Волгоградский рынок поражал выбором. Я жила тогда у Сергея Владимировича («что ни рожа – то Сережа»), мне совершенно нечем было заняться, пока он «работал работу», и я сорила деньгами на рынке и священнодействовала на его маленькой кухне. За каждый мой приезд Сергей набирал пару-тройку килограммов и кажется был не очень доволен, что я так закармливаю его. В качестве нравоучений он все время показывал мне «Большую жратву», а иногда даже отказывался спать со мной, по причине слишком обильного обеда, перетекающего в ужин. Но чаще всего секс был хорош. Даже очень хорош. Знаете ли, рыба способствует.
Студенты подарили матери Сергея трехлитровую банку черной икры. Мать отдала ее нам. Я заявила, что не ем осетрину, даже в виде зародышей.
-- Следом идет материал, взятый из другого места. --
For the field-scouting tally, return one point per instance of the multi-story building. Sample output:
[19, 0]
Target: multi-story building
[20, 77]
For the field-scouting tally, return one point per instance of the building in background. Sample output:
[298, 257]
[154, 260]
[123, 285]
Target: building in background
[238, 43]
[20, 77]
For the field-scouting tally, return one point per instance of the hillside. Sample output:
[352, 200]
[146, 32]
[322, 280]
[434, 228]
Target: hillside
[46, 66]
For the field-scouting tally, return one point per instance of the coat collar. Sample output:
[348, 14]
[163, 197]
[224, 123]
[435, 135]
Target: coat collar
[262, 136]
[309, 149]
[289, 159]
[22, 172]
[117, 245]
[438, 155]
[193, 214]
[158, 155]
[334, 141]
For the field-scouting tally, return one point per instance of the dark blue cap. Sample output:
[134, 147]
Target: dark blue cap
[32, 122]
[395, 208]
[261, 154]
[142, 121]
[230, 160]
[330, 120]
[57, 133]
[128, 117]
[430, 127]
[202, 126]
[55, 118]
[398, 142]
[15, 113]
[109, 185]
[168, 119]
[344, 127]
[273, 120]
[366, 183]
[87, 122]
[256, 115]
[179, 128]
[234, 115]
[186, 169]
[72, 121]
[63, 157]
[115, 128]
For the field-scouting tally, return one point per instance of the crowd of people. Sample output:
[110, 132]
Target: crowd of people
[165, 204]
Человеку, родившемуся на Волге, было дико слышать все это. Он широкой горстью зачерпнул икру из банки и намазал на свой хуй. Мне пришлось все это слизывать, Сергей внимательно следил, чтобы ни одна икринка не пропала зазря. Я в первый раз тогда делала минет, и до сих пор для меня вкус спермы неизменно ассоциируется со вкусом черной икры.
Развращающий деликатес.


Еще про дыню
Дыня кончилась. это самая большая печаль дня сегодняшнего. Я иногда думаю – зачем вообще работать, суетиться, что-то делать. Если все равно мы умрем и «жизнь – это мост, иди по нему, но вздумай устраиваться на нем жить», и смысла нет никакого.
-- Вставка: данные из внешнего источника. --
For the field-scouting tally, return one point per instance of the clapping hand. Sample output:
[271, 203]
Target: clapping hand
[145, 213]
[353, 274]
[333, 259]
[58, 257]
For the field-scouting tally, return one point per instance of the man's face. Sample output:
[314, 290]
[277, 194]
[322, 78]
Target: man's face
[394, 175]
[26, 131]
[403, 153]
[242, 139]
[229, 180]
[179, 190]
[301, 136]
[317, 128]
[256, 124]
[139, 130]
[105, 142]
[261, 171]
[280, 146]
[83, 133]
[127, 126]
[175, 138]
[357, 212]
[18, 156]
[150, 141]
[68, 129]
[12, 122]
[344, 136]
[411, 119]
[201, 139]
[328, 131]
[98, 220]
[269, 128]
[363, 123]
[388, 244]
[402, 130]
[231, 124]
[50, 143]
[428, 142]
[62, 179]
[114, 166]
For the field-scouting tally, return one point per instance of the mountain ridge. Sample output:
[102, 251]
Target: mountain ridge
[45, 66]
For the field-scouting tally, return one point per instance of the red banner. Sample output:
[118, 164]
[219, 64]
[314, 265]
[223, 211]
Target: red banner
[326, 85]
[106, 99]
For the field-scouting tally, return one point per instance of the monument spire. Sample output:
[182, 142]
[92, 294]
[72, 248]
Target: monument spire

Но если смысл измерять в дынях тогда надо работать много, жить долго, съесть на несколько сотен дынь в своей жизни – побольше.
Я не люблю жару, тем более, жаркие страны, но если знать, что где-то вызревают дыни, то и жара имеет смысл.
Один раз в жизни я съела такое количество дыни в один прием – сколько мне хотелось, и было мне очень хорошо.
Мне было 16 лет, и я ехала в поезде Москва-Андижан, правда ехала я в Саратов. Андижанский проводник очень переживал, что не распродал в Москве несколько десятков совершенно роскошных дынь – и предлагал их пассажирам – за бесценок, пассажиры отмахивались – они ехали в Андижан, дынь там было завались. Я купила дыню. Хорошую, душистую, настоящую. Килограммов на 10.
Вежливо предложила соседям по купе – они вежливо отказались. Я села и начала ее спокойно есть. Я ее ела, вымазалась вся, сопела и вздрагивала от счастья, хлюпала, глотала, равнодушно наблюдала многочисленные липкие пятна на новеньких брюках. Соседи по купе тактично отворочтивались. Я съела половину дыни, и тут вошел проводник:
- Айаяяяй! – почему-то сказал он. – Ты что! Ты ее кушать купила?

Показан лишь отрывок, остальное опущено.